Fewer things drive me crazier than the notion that some stories are so “important” that they demand to be serialized. As much as I love the first two parts of The Godfather, the third one does nothing to improve the story (or my life, for that matter). The Lord of the Rings quickly becomes repetitive, while Star Wars takes narrative redundancy to ridiculous extremes when it becomes a trilogy of a trilogy of a trilogy.
It’s too bad that this modern idea of the cinematic trilogy is to inflate a singular success into spin-offs since most of these stories lack the complexity to withstand serializing. It is especially maddening when one realizes that real complexity has nothing to do with plot.
The first great trilogy in the sound era is Marcel Pagnol’s 1931-36 Marseille Trilogy. This is longform storytelling where no one pulls a gun, the most high-tech vehicle is a schooner, and no pixels are asked to lay down their lives in numbingly “epic” CGI battles. It is, in its own quiet and beautiful way, a simple tale of love and life in a French harbor town.
Fanny and Marius love each other, but he also loves the sea. When he heads off to adventure, Fanny finds that she is pregnant and accepts a proposal from the much older local businessman Panisse. After several years, Marius returns expecting to marry Fanny, only to find her with a teenage son – his son – and a settled married life.
That’s it. That is the entirety of a plot that is stretched over more than six hours. And I wouldn’t trade one second of it for all the power in the Force. What Pagnol creates in his story is a tapestry, a collection of tiny moments and images that weave a detailed picture of these characters and their enclosed waterfront world.
All of these characters function as both individuals and archetypes. Pagnol pulls off this seemingly impossible trick by sticking to his unadorned story. Because he has little interest in constantly flinging complications at them, his characters have ample opportunity to grow and reveal themselves to us beyond the bounds of the plot.
Fanny (Orane Demazis) is all romantic notions and fluttering heart, but she is also given sufficient steel to find the maturity she needs to step out of her fantasies and into the difficulties of adulthood. Marius (Pierre Fresnay) could so easily come across as a cad, but enough time is given over to understanding his painfully conflicting passions for Fanny and the sea that our hearts ache for him. And the wealthy Panisse (Fernand Charpin) is hardly painted to be a Gallic Mr.

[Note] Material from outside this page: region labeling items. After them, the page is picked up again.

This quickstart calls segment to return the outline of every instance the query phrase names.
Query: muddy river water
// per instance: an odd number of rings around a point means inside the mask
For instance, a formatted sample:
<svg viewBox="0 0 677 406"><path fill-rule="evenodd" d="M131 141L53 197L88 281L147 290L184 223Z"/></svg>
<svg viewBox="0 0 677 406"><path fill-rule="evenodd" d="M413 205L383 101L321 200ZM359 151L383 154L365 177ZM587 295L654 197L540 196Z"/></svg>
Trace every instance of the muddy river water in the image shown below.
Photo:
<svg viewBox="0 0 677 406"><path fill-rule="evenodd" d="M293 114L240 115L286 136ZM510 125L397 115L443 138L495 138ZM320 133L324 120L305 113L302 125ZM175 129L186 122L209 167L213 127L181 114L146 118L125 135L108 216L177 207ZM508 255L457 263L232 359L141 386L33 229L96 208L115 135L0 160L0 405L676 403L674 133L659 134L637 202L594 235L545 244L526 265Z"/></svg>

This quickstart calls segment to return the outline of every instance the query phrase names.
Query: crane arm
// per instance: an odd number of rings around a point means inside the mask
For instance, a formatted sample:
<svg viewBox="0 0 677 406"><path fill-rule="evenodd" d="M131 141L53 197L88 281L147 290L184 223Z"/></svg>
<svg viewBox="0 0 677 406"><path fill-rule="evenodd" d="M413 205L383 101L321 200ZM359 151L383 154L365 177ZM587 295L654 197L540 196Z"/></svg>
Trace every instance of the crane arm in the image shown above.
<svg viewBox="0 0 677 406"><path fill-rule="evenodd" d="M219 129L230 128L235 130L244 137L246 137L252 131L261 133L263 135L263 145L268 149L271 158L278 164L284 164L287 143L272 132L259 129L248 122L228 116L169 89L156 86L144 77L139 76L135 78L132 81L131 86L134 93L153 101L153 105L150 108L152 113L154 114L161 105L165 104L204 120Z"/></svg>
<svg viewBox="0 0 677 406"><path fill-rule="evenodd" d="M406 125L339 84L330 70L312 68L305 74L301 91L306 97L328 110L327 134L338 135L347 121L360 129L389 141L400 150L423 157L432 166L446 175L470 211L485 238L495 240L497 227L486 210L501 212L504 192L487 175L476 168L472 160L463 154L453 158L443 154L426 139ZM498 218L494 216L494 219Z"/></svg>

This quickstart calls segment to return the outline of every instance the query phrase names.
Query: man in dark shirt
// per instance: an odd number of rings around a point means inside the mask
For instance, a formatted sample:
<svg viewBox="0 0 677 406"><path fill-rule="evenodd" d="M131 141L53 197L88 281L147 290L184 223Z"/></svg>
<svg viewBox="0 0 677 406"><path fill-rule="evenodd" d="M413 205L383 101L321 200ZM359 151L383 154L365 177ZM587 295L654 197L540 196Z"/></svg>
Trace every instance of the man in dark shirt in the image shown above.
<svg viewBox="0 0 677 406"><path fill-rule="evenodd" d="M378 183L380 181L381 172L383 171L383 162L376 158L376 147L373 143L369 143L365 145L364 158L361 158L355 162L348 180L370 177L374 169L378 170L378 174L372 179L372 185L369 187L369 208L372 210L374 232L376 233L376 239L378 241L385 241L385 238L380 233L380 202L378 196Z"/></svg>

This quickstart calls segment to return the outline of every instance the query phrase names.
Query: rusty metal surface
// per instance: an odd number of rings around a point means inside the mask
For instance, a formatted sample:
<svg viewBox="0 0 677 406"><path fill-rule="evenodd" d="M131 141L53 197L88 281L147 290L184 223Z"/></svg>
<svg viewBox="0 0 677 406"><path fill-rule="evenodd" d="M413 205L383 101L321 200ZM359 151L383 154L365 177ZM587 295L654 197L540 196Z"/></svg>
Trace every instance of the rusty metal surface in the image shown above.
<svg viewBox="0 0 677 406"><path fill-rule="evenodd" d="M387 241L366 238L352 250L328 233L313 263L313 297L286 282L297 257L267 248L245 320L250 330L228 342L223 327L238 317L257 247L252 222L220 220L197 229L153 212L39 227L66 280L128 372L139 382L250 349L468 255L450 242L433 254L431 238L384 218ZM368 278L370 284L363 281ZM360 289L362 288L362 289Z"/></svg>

Potter. Instead, he is a lonely man with a bottomless well of compassion and love in his heart for Fanny and his adopted child. The tension in this story comes not from the desire to see Fanny “saved,” but from our own feeling of being torn about what is the best way for her to go. It is worth noting that this is a compelling tale without a single villain, just good people trying their best with what life has given them.
Pagnol, though, is up to something more than just this small tale of love between three people. Into this mix steps Cesar, Marius’ father and the local tavern owner. Alternately silly and wise, he stands in for the entire community. His tolerance and love are seen as the strongest threads that make up Pagnol’s tapestry, precisely revealing the soul of this waterfront town. Played by the iconic French star Raimu, Cesar keeps us open to both the drama and comedy that drive this tale of modest lives.
This romance has had many lives. In 1954, Josh Logan and S.N. Behrman adapted it into Fanny, a stage musical, then Logan converted this into a non-musical 1960 film starring Leslie Caron, Charles Boyer and Maurice Chevalier. Daniel Auteuil picked up the story in 2013 with the remakes Fanny and Marius. Each is fine in its own way, but none fills the sail in quite the same way as the original.
Pagnol’s trilogy takes us to a lovely, logical and yet touchingly ambiguous conclusion. We know where these characters are at the moment we leave them, but we know that their story will go on. Pagnol gives us the first three installments. May the fourth be with you.